Figure 12.5: Lindquist et al. (2012)

Figure 1. Locationist Hypotheses of Brain–Emotion Correspondence. A: Lateral view. B: Sagital view at the midline. C: Ventral view. D: Coronal view. Brain regions hypothesized to be associated with emotion categories are depicted. Here we depict the most popular locationist hypotheses, although other locationist hypotheses of brain–emotion correspondence exist (e.g., Panksepp, Reference Panksepp 1998). Fear: amygdala (yellow); Disgust: insula (green); Anger: OFC (rust); Sadness: ACC (blue). A color version of this image can be viewed in the online version of this target article at http://www.journals.cambridge.org/bbs.

Lindquist et al. (2012)

Constructionist account

A psychological constructionist account of emotion assumes that emotions are psychological events that emerge out of more basic psychological operations that are not specific to emotion. In this view, mental categories such as anger, sadness, fear, et cetera, are not respected by the brain (nor are emotion, perception, or cognition, for that matter).

– Lindquist et al. (2012)

…emotions emerge when people make meaning out of sensory input from the body and from the world using knowledge of prior experiences. Emotions are “situated conceptualizations” (cf. Barsalou 2003) because the emerging meaning is tailored to the immediate environment and prepares the person to respond to sensory input in a way that is tailored to the situation,

– Lindquist et al. (2012)

Happiness and reward

Components of happiness

• Aristotle
• Hedonia
  • Pleasure
• Eudaimonia
  • Life satisfaction
  • Relates to motivation

“Computing” pleasure

• Inputs
  • External
  • Internal
• Processing
• Outputs
  • Feelings
  • Actions

Brain mechanisms

• Circuits for signaling pleasure and pain
• Similarities across animal species
  • Behavior & brain
• Dopamine and endogenous opioid neurotransmitter systems involved

Figure 12.6: Kringelbach and Berridge (2009)

Rewards

• A reward reinforces (makes more prevalent/probable) some behavior
• Milner and Olds Milner (1989) discovered ‘rewarding’ power of electrical self-stimulation
• Heath (1963) studied effects in human patients.

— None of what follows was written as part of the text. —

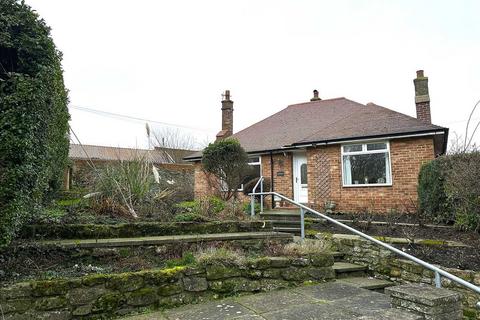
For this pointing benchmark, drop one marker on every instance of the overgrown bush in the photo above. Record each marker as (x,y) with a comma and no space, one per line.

Figure 12.7: https://www.youtube.com/embed/de_b7k9kQp0

Nodes in the “reward” circuit

Figure 12.8: Nestler and Carlezon (2006)

• Ventral tegmental area (VTA) in midbrain
• Nucleus accumbens (nAcc), ventral striatum

Figure 12.9: Kohls et al. (2012)

• Hypothalamus (Hyp)
• Amygdala (Amy)
• Hippocampus (HP)
• Dorsal Raphe Nucleus/Locus Coeruleus (DR/LC)
• Prefrontal cortex (PFC)

Psychopharmacology of ‘happiness’

• Dopamine
• Serotonin, Norepinephrine
• ACh

Figure 12.10: Cock, Vidailhet, and Arnulf (2008)

The brain contains its own systems for binding substances associated with feelings of ‘pleasure’

• Endorphins: Endogenous morphine-like compounds
  • e.g., morphine, heroin, oxycontin (oxycodone) are opioids

Figure 12.11: Clapp, Bhave, and Hoffman (n.d.)

• Endogenous cannabinoids
  • Cannabinoids == psychoactive compounds found in cannibis
  • Cannabinoid receptors: CB1 in CNS; CB2 in body, immune system

Figure 12.12: Flores, Maldonado, and Berrendero (2013)

Comparative risk

“A comparative risk assessment of drugs including alcohol and tobacco using the margin of exposure (MOE) approach was conducted. The MOE is defined as ratio between toxicological threshold (benchmark dose) and estimated human intake. Median lethal dose values from animal experiments were used to derive the benchmark dose. The human intake was calculated for individual scenarios and population-based scenarios…”

– Lachenmeier and Rehm (2015)

---

“…For individual exposure the four substances alcohol, nicotine, cocaine and heroin fall into the “high risk” category with MOE < 10, the rest of the compounds except THC fall into the “risk” category with MOE < 100.”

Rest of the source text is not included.